On 06/12/2013 11:55 AM, Julien Claassen wrote:
Hello everyone!
I just tried to give JACK a real cardname on the commandline instead
of the hw:0. Reason, there are several soundcards in that machine,
including USB devices. I looked at /proc/asound/cards and copied the
name "M1010LT". And then I ran this command:
jackd --timeout 4500 -R -d alsa -d M1010LT -r 48000 -p 128 -z shaped
Hi Julien,
Try
jackd -t 4500 -d alsa -d hw:M1010LT -p 128 -z shaped
You omitted the hw: part before the ALSA card name. I've omitted -R and
-r 48000 because those are default values.
JACK told me, that M1010LT caused an ALSA open error, since the
device was unknown. This is JACK1. JACK is run by a user with the
necessary rights and limits set. With -d hw:3 it works.
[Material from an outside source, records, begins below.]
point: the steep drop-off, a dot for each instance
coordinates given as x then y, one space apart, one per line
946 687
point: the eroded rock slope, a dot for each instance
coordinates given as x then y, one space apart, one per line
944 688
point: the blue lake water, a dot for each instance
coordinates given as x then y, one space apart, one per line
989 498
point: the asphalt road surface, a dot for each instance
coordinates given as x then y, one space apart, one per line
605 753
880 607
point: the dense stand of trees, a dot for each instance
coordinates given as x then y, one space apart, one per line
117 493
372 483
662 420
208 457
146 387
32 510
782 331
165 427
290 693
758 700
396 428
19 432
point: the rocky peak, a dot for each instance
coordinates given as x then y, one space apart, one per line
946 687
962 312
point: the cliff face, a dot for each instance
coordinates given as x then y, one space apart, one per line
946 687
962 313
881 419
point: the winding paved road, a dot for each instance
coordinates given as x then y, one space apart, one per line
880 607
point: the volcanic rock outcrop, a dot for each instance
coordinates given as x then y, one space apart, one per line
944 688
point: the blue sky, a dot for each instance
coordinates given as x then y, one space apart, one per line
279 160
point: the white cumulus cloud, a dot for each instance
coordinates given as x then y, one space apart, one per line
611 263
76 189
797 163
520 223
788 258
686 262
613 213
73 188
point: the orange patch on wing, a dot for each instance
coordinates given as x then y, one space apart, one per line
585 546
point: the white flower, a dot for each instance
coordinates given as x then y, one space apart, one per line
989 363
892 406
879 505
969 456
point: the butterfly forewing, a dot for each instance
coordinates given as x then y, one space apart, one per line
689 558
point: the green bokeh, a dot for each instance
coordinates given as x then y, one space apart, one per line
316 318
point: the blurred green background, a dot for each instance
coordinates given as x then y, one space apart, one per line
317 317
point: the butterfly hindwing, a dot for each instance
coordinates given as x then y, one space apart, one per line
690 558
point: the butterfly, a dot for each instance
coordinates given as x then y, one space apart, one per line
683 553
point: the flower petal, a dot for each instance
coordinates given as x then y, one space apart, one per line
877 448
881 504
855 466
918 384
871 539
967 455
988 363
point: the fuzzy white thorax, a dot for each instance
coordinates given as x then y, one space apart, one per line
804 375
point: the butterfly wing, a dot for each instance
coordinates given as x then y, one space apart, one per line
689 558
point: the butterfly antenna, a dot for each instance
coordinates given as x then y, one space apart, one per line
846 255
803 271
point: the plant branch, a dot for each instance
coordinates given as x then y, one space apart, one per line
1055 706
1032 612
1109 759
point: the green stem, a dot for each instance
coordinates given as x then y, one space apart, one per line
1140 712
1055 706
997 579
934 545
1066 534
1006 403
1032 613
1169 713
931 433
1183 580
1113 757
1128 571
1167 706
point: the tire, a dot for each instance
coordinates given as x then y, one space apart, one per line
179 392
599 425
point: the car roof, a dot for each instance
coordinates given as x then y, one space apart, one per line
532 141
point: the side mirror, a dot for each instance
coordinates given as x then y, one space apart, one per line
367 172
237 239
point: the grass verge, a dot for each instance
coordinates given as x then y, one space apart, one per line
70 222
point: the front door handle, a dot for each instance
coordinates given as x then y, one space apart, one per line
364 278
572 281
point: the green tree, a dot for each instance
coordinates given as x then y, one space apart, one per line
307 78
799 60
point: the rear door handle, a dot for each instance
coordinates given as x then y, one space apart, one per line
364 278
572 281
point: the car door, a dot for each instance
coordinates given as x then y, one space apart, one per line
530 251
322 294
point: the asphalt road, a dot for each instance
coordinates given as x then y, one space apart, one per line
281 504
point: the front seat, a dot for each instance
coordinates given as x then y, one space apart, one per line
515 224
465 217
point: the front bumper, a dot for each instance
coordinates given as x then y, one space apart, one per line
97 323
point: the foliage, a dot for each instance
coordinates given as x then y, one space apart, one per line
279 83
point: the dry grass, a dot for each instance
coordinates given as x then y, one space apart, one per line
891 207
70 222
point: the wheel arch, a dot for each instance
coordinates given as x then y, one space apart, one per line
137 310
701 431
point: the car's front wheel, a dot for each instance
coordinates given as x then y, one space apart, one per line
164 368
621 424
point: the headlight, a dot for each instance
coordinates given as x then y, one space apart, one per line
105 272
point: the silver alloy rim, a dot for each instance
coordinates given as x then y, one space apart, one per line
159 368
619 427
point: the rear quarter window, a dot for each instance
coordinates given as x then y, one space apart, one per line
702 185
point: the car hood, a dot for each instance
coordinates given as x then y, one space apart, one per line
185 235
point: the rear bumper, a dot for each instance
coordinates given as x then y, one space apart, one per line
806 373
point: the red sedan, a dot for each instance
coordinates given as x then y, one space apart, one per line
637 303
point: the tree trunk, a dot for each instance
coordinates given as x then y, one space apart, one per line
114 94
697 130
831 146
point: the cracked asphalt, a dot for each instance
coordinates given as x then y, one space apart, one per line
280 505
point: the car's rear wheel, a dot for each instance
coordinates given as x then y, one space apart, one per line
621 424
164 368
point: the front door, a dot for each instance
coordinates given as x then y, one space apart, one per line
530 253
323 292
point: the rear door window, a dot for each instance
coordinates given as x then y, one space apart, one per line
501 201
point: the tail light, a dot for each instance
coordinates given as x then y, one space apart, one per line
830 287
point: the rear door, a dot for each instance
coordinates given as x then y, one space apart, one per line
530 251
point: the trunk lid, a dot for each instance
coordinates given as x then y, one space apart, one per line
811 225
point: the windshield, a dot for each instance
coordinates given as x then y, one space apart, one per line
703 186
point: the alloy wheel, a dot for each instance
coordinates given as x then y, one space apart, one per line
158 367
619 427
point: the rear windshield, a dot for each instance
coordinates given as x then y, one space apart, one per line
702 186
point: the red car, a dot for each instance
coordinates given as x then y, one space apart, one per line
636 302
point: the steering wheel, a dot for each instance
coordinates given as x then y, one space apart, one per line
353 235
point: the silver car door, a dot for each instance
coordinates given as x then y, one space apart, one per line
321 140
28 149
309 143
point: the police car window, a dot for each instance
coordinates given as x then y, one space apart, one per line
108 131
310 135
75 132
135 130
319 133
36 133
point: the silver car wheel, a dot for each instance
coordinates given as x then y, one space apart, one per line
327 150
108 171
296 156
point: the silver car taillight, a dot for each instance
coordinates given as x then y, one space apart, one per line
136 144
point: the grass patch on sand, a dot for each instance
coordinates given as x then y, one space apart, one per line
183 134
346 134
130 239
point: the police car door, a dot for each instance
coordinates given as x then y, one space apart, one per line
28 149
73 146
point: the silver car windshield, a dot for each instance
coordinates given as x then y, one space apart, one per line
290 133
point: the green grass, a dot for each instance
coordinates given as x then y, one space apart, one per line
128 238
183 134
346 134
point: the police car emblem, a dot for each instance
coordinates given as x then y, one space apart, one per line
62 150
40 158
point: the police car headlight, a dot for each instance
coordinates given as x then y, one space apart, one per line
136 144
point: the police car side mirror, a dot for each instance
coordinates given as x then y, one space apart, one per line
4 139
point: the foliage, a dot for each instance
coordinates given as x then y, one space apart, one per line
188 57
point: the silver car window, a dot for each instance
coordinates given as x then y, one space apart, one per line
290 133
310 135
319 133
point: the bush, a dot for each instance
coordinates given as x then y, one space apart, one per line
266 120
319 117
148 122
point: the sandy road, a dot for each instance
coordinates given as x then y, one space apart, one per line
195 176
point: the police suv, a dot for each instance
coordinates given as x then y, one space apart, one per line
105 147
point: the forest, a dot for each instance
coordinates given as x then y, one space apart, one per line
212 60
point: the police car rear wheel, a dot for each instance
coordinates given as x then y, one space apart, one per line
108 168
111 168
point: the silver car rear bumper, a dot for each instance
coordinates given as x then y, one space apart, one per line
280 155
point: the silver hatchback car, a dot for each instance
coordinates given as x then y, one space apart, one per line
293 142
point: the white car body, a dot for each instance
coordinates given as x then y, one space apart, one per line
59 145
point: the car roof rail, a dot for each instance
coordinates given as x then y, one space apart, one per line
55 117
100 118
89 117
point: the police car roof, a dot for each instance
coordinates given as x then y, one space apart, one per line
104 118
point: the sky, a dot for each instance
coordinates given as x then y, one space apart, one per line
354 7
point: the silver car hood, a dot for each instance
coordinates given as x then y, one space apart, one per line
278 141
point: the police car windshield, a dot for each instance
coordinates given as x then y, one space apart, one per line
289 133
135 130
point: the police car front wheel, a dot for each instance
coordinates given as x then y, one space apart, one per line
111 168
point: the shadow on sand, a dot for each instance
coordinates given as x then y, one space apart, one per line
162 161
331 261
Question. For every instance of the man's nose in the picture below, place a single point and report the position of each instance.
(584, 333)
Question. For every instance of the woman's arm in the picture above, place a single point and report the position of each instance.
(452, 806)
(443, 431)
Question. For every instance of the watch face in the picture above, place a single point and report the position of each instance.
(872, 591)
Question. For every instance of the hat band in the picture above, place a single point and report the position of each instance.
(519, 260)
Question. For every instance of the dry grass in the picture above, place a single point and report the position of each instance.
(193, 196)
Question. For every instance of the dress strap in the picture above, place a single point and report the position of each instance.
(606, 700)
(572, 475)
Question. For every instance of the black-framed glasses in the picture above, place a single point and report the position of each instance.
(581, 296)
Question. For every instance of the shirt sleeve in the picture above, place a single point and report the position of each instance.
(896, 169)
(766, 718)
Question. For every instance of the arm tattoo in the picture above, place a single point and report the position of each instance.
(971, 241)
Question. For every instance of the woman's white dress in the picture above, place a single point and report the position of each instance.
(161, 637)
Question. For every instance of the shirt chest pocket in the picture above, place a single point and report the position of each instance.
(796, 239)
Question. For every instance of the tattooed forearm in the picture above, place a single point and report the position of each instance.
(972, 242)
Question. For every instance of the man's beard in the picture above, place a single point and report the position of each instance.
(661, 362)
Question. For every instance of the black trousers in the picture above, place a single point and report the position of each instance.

Whilst I'm here, I might as well ask, what the easiest way would be
to automatically start JACK, when the system boots? If that helps, the
system is running a graphical session and I believe, this could be the
case constantly. So if there's a typical solution involving that, it
could be a way.
Then it would be best to have JACK started by that particular session.
There are several ways to do this, probably starting JACK from .bashrc
would be the easiest way to set this up.
Regards,
Jeremy
Thanks for any help on either of those.